Vote de la loi de résorption de la précarité dans la fonction publique : pour la CGT se mobiliser est plus que jamais indispensable.


COMMUNIQUÉ CGT FONCTION PUBLIQUE, 20 FÉVRIER 2012

- La commission mixte paritaire a adopté jeudi 16 février le texte définitif de la loi « relative à l’accès à l’emploi titulaire et à l’amélioration des conditions d’emploi des agents contractuels dans la fonction publique, à la lutte contre les discriminations et portant diverses dispositions relatives à la fonction publique ».

- Après un dernier vote formel du Sénat le 20 février et de l’Assemblée Nationale le 1er mars sur ce même texte, la loi sera promulguée début mars.

- Malgré un retard de quatre mois par rapport aux engagements initiaux du gouvernement, la CGT se félicite de l’adoption de cette loi, et du souci des deux assemblées de respecter le contenu de l’accord très majoritaire signé avec les organisations syndicales le 31 mars 2011.

- Le texte de loi a été concerté avec les syndicats, en comité de suivi de l’accord, et, à l’issue des débats des assemblées parlementaires, l’équilibre sur lequel il est fondé est maintenu.

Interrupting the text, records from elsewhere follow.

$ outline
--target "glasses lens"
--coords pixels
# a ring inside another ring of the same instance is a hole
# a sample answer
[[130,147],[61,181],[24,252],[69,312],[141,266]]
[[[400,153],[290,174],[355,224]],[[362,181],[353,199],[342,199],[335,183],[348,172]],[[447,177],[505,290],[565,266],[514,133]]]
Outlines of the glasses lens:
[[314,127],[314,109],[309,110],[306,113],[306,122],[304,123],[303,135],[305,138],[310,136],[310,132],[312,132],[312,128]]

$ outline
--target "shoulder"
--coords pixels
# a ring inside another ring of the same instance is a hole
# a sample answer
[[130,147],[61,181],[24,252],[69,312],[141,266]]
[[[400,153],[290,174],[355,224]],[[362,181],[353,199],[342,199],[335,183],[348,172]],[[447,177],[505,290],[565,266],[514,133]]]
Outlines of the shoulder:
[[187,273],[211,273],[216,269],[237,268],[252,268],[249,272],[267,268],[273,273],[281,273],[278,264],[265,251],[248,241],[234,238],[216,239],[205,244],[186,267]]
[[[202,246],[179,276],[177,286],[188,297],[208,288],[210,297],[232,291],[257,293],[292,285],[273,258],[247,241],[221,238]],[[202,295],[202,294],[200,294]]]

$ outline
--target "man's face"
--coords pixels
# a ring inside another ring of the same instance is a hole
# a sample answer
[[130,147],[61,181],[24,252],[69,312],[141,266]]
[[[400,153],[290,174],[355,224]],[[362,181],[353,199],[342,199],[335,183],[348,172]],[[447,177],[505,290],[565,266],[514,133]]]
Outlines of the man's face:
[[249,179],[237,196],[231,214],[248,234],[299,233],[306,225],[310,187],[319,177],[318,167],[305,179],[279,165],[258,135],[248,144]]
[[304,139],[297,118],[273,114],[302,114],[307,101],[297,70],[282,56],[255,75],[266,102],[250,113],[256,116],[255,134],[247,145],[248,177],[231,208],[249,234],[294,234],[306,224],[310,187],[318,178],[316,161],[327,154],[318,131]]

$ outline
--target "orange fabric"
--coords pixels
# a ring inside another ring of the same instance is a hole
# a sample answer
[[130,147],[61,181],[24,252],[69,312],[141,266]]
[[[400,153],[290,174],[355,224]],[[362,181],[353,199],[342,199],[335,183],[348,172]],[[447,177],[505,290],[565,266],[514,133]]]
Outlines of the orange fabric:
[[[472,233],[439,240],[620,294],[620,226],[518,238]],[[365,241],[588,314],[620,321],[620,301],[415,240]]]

- Plan de titularisation pour les agents en emploi depuis plus de 4 ans, et conditions plus restrictives d’emploi des contractuels sur des postes permanents, sont les deux points clés de la loi.

- Le débat parlementaire a, de fait, permis d’améliorer la loi. Des dispositions sont prévues pour les établissements publics qui ne seraient plus dérogatoires, leur permettant de fonctionnariser l’ensemble de leur personnel.

- Les personnels en situation de handicap bénéficient de conditions plus favorables pour l’accès à la titularisation.

- La qualification exercée est mieux définie, qui commande la catégorie d’accès à l’emploi titulaire (A, B ou C, soit cadre, technicien ou employé-ouvrier).
Les contrats sont réputés continus si l’interruption entre deux contrats n’excède pas un délai de quatre mois (au lieu de trois mois initialement).

- A contrario, la CGT regrette que les contractuels des collectivités locales répondant à un besoin temporaire soient toujours exclus de la titularisation s’ils ont entre 4 et 6 ans d’emploi.

- De même, l’Assemblée nationale aurait dû maintenir la décision du Sénat d’établir un registre d’entrée et de sortie dans les administrations, qui permettrait aux syndicats de contrôler la teneur des contrats et la définition des emplois. Enfin, pour la CGT, les contrats dans le cadre d’une formation doctorale n’auraient pas dû être exclus du droit commun.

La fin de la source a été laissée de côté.